Japanese spotted fever cases are reported from March through December. However, the peak of monthly reports differs from one district to another (Fig. 3). As is the case with scrub typhus, careful studies and analyses by each hot zone are important for preventive measures for the districts (see p. 31-35 of this issue).

Although for laboratory diagnosis of Japanese spotted fever, similar methods as those for scrub typhus are used, the supply systems for antigens for serum diagnosis and positive control sera have not sufficiently been established, therefore only limited laboratories undertake the work.

In July 2001 in Hyogo Prefecture, in August 2004 in Kochi Prefecture, and in September 2005 in Hyogo Prefecture, one fatal case each was reported at the time of reporting. Some of these cases were fulminant type, dying very rapidly from onset of the disease (see p. 36-38 of this issue). For therapy, tetracyclines are the drug of the first choice. In serious cases, combined therapy with fluoroquinolones, which are ineffective for scrub typhus, has been reported effective (see p. 37 of this issue).

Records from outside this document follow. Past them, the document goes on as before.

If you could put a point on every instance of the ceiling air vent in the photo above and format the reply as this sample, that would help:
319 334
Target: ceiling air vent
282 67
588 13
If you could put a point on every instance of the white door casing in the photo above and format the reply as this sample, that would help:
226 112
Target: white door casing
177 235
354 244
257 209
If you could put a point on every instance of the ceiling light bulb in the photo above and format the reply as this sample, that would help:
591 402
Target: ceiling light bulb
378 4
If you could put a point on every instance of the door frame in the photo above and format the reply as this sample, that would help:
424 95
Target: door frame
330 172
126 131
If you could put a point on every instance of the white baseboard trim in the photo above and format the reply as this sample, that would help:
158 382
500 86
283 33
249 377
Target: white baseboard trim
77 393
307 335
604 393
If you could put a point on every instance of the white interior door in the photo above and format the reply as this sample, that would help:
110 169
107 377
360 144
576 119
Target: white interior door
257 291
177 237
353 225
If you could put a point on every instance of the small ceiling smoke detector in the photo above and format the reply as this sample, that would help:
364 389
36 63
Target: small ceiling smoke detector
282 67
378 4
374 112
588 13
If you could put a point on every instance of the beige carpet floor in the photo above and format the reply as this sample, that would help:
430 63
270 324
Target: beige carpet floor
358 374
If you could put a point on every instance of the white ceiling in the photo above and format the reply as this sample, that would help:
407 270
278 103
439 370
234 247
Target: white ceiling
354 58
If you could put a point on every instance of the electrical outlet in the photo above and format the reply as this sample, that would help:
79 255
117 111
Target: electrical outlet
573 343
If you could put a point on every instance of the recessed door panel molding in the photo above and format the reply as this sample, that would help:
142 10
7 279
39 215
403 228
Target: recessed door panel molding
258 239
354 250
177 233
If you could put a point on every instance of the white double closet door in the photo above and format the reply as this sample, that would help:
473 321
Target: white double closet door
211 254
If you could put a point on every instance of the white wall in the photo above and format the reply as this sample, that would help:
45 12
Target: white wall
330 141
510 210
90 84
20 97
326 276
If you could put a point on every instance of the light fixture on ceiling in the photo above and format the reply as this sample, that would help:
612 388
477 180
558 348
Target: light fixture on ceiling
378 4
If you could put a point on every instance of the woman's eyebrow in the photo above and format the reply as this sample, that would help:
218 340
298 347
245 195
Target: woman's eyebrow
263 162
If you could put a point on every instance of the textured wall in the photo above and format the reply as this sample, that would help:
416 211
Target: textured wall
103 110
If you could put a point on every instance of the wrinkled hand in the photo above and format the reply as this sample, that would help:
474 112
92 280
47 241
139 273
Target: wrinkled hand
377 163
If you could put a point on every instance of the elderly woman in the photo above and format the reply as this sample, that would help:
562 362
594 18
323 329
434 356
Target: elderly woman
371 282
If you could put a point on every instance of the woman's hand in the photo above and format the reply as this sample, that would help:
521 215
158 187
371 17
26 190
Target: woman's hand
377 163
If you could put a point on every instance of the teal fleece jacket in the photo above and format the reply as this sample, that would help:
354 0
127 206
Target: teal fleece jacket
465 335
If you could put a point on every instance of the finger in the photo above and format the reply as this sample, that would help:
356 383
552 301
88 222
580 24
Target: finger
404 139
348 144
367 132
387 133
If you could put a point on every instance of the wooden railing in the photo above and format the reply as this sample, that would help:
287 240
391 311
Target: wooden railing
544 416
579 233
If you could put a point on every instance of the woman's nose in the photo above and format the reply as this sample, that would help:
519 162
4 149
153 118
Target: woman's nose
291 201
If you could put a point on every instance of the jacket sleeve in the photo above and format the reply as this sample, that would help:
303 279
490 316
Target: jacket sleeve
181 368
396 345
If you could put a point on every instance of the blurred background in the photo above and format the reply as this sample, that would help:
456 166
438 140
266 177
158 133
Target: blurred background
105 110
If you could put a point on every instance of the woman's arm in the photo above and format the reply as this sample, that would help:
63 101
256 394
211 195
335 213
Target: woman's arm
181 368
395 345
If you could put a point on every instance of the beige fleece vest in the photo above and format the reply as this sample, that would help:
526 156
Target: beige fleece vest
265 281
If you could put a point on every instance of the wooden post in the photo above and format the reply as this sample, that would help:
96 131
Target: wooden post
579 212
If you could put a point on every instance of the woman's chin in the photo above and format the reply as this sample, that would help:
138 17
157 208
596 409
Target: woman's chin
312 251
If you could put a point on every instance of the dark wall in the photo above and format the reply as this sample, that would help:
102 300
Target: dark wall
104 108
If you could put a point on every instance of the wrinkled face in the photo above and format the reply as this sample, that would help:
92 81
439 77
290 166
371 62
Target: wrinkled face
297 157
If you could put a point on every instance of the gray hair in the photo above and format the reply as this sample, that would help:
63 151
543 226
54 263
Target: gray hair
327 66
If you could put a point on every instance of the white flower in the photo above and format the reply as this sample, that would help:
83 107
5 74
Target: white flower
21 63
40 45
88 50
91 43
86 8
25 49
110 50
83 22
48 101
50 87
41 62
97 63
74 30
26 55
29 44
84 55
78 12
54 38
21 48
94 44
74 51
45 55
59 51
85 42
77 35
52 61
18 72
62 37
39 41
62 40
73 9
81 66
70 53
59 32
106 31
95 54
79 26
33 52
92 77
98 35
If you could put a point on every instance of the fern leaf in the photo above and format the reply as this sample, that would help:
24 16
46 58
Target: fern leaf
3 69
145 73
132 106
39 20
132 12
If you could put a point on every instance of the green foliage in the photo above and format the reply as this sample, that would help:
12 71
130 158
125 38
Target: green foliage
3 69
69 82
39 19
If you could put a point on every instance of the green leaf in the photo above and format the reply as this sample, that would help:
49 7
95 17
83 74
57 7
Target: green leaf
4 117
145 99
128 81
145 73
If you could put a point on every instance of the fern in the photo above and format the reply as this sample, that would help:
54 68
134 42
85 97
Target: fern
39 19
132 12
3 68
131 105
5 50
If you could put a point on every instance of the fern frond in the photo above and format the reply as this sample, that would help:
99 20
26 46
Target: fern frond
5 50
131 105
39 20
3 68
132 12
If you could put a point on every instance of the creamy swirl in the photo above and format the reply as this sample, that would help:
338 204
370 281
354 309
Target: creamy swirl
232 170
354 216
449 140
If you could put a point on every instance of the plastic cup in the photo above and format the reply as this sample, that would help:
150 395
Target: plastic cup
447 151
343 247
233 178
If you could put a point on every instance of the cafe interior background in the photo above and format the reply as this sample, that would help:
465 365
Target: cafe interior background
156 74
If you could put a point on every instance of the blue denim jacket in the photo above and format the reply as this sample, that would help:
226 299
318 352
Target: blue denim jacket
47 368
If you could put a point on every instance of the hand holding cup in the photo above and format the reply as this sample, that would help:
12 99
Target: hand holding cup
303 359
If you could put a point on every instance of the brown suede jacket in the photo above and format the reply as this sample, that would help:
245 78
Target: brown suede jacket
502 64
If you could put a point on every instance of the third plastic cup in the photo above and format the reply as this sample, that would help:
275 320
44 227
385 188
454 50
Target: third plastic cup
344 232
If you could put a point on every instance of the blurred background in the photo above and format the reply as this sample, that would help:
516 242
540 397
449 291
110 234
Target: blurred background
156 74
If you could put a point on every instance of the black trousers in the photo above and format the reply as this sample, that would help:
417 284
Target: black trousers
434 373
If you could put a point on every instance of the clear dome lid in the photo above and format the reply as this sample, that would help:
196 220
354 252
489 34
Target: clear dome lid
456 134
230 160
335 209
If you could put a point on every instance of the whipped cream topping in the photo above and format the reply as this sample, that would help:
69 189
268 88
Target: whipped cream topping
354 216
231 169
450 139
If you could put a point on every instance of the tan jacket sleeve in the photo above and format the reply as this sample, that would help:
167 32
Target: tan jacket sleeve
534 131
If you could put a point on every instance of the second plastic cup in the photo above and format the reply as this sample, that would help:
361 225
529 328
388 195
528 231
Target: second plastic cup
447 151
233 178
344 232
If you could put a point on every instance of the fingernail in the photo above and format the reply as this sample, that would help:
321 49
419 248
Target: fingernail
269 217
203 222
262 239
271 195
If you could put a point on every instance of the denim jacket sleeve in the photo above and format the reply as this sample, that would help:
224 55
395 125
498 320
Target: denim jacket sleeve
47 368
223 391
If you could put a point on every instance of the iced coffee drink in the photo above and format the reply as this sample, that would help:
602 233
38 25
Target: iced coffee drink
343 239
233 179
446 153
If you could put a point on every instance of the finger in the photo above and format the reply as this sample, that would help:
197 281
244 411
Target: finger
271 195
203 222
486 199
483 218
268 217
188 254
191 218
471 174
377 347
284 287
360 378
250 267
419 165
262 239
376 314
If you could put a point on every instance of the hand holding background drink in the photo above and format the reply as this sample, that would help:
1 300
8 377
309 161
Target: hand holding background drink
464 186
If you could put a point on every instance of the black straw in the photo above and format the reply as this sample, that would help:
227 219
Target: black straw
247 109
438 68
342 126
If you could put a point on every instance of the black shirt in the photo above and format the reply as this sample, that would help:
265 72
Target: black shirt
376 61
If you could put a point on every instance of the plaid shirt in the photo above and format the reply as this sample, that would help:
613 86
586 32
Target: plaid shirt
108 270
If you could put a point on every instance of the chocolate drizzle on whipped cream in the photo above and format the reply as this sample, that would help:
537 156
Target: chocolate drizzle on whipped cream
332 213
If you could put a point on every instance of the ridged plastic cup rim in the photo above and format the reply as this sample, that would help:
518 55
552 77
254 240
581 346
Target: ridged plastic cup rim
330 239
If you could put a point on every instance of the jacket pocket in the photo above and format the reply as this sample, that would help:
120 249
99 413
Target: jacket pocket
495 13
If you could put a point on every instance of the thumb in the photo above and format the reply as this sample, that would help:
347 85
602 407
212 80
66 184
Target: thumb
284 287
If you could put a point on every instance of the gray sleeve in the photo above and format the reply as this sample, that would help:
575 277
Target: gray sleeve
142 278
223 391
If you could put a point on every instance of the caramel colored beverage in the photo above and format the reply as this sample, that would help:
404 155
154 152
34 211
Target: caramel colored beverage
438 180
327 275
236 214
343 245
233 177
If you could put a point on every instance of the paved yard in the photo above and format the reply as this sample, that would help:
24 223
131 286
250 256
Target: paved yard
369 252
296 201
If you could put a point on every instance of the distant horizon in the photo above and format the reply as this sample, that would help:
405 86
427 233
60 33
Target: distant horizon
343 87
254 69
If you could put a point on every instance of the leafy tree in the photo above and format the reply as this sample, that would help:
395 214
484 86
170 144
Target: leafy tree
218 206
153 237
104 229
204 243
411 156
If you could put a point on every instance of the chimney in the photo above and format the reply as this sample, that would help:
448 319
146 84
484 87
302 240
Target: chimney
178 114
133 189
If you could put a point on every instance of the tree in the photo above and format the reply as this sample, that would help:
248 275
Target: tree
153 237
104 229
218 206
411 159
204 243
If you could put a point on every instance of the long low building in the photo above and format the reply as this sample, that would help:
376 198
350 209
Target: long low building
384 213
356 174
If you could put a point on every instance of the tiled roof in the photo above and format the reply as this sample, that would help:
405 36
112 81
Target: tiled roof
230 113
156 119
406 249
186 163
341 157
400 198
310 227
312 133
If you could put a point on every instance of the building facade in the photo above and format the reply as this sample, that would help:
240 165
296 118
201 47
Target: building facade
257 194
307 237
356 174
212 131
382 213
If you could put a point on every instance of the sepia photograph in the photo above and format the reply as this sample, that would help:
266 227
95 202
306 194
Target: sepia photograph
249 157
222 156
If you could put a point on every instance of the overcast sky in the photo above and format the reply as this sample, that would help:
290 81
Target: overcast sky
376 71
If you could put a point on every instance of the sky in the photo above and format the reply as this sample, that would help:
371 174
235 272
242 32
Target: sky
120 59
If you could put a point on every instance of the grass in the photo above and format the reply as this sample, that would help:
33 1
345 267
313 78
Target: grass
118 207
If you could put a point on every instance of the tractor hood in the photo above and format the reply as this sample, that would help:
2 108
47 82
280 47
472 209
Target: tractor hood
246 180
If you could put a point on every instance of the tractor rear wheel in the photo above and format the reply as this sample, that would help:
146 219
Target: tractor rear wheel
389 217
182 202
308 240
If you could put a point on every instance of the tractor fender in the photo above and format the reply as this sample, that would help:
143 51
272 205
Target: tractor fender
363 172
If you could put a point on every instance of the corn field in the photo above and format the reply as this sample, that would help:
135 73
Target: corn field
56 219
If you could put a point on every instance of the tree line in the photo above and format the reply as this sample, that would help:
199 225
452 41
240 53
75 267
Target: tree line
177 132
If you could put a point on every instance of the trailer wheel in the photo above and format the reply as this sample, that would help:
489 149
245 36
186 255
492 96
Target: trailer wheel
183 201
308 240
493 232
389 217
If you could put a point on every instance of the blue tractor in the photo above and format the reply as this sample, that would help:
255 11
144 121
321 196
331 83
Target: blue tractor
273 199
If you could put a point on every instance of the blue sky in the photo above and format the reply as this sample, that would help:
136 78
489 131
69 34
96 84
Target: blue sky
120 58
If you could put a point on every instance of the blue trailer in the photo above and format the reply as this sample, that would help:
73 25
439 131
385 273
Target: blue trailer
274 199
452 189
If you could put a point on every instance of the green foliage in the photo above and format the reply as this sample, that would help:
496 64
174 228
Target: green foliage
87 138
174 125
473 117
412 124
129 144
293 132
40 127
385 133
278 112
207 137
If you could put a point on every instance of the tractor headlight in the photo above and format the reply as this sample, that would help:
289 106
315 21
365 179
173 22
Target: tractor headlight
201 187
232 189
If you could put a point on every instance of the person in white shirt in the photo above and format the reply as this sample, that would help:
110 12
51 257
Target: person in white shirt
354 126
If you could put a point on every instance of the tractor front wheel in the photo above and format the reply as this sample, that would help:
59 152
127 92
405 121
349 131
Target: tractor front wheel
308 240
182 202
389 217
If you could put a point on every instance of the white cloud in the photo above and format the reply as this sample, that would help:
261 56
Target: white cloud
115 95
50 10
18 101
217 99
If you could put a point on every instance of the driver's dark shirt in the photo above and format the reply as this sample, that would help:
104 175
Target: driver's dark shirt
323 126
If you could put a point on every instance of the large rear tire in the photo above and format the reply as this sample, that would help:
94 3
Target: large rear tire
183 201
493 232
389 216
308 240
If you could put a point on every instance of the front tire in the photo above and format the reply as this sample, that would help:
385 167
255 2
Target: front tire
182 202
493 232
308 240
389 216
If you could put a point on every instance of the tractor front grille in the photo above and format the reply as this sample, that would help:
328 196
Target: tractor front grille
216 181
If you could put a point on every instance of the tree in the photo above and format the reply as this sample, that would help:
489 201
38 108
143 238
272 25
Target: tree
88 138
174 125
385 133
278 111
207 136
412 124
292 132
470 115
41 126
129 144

Other rickettsial diseases: Cases suggestive of new spotted fever-group rickettsial infection not found in Japan have been reported (see p. 40 of this issue). Beside, cases of overseas infection with Mediterranean spotted fever or murine typhus (flea-borne typhus; R. typhi infection) have been reported (see p. 41&42 of this issue). Anaplasma phagocytophilum (formerly Rickettsiae family), the tick-borne pathological agent of human granulocytic anaplasmosis, was found in Japan and it is possible that new cases of anaplasmosis occur in future (see p. 44 of this issue).

Conclusion: For scrub typhus, it is necessary to cope with serotypes other than the three standard serotypes as diagnostic antigens, and for Japanese spotted fever, to spread techniques for antibody analysis and PCR diagnosis in districts where new cases have occurred. Under the present situation, laboratories preparing available resources for diagnosis of rickettsial diseases are few and restricted only to districts where there are many reports of occurrence. There are new issues of establishing laboratories capable of confirmatory diagnosis of new or imported rickettsial diseases and to strengthen a national laboratory examination system taking view of whole rickettsial infections. In order to save seriously ill cases, it is necessary to develop rapid diagnostic methods (see p. 38 of this issue).